S. jamesii was (and still is to a small extent) used for food by native Americans, likely cultivated to some degree, and possibly even improved. Louderback (2017) studied starch grains on ancient pottery and determined that this species was used as food in Utah as early as 8950 BC. If it were used consistently over such a long period, it would be surprising if it had not been improved through selection, even inadvertently. The primary pieces of evidence for its cultivation are (1) that populations are frequently found in close association with sites of previous human habitation; (2) that high levels of genetic diversity in some locations may indicate that plants were collected from other areas (Kinder 2017); and (3) that the tuber size and starch granule size of collections made near known archaeological sites are larger than those of collections not associated with such sites (Herzog 2018). Bamberg (2016) reported that that majority of the genetic diversity present in the USDA collection of this species could be found in one site at Mesa Verde, suggesting the possibility that many different genotypes were brought together there by man. According to Ortman (2018), although it later branched out to include other tuberous plants, the Tewa word sego refers specifically to Solanum jamesii, which must indicate that this was a plant of some importance prior to the introduction of other edible tubers that later were included under the same name. This evidence is sometimes combined to support the thesis that S. jamesii is the earliest domesticated potato. If it was improved, the differences between wild and relict cultivated populations are pretty small. Overall, it seems like a stretch to describe this species as domesticated, but it makes for more attention grabbing headlines. That may change though, as there are efforts underway to expand the use of this potato in native communities.
S. jamesii tubers are small, rarely reaching an inch in diameter and perhaps twice that for elite selections under cultivation. With tubers from mixed accessions, I have found an average of 480 tubers per pound (1056 tubers per kg). The tubers are usually white to tan, occasionally turning purple, apparently as a response to environmental conditions, as happens with many North American species.
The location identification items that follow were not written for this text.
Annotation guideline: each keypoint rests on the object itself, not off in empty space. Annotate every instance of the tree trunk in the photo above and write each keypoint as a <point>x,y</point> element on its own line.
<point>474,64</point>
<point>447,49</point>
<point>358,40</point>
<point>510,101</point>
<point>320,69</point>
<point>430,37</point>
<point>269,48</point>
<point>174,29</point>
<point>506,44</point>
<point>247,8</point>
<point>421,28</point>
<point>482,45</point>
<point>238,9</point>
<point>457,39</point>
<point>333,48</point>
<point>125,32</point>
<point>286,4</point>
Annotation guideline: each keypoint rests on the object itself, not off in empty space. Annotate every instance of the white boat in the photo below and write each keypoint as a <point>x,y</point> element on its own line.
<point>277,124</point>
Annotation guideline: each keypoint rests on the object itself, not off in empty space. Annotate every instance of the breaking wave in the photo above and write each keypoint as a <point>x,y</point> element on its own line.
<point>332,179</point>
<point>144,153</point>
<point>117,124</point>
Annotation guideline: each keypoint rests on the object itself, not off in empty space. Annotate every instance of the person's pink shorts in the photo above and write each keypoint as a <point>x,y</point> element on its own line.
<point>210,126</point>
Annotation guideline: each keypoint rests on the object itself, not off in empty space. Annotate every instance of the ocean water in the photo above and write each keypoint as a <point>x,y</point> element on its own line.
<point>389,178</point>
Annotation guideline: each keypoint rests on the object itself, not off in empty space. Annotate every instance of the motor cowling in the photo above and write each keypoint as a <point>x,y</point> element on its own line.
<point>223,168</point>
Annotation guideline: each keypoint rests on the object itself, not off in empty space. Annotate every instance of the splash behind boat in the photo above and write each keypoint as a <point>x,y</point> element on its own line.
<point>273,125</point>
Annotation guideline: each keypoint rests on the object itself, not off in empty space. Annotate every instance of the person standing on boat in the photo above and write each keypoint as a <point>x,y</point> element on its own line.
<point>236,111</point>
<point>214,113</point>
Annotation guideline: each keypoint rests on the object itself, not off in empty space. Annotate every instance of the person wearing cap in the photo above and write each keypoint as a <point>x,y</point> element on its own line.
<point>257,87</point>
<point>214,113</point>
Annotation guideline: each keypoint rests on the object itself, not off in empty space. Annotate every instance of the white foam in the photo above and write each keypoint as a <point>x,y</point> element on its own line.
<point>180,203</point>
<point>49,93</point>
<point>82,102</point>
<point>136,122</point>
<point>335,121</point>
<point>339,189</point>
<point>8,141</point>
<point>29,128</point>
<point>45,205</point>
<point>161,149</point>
Tubers can remain dormant for very long periods. Bamberg (2010) found that tubers of many collections would store successfully at 41 degrees F (5 C) for eight years and recounted a story from a landowner who observed plants growing on resumption of irrigation after 39 years. While 39 years seems unlikely, the upper limit for dormancy in S. jamesii remains unknown.
Kinder (2017) reported that wild collected tubers of S. jamesii had twice the protein content of S. tuberosum, along with substantial increases in potassium, calcium, magnesium, and other minerals. These nutrient levels can probably be attributed primarily to the small size of the tubers. In the domesticated potato, smaller tubers have a greater proportion of nutrient-rich skin and cortex to flesh and this probably holds true in all potato species. Hale (2008) found that S. jamesii had high antioxidant activity.
Jarvis (2008) predicts that this species will lose 91% of its present range by 2055 due to climate change, most likely entailing a critical loss of genetic diversity.
This species can survive frosts down to 26 degrees F (-3.5 C) (Li 1977). Vega (1995) found that this species is less frost tolerant than domesticated potato. Johnson (1937) found that some tubers of this species were able to survive freezing for multiple days and Bamberg (2020) found that tubers could survive freezing down to 5 degrees F (-15 C) for as long as a week.
Pelletier (1999) found that Colorado potato beetles have increased adult and larval mortality and low egg production on this species.
At least one accession of this species carries a gene that confers resistance to the Chinese late blight strain (2013-18-306) that has cracked all S. demissum derived resistance genes (R1-R11) (Zheng 2020).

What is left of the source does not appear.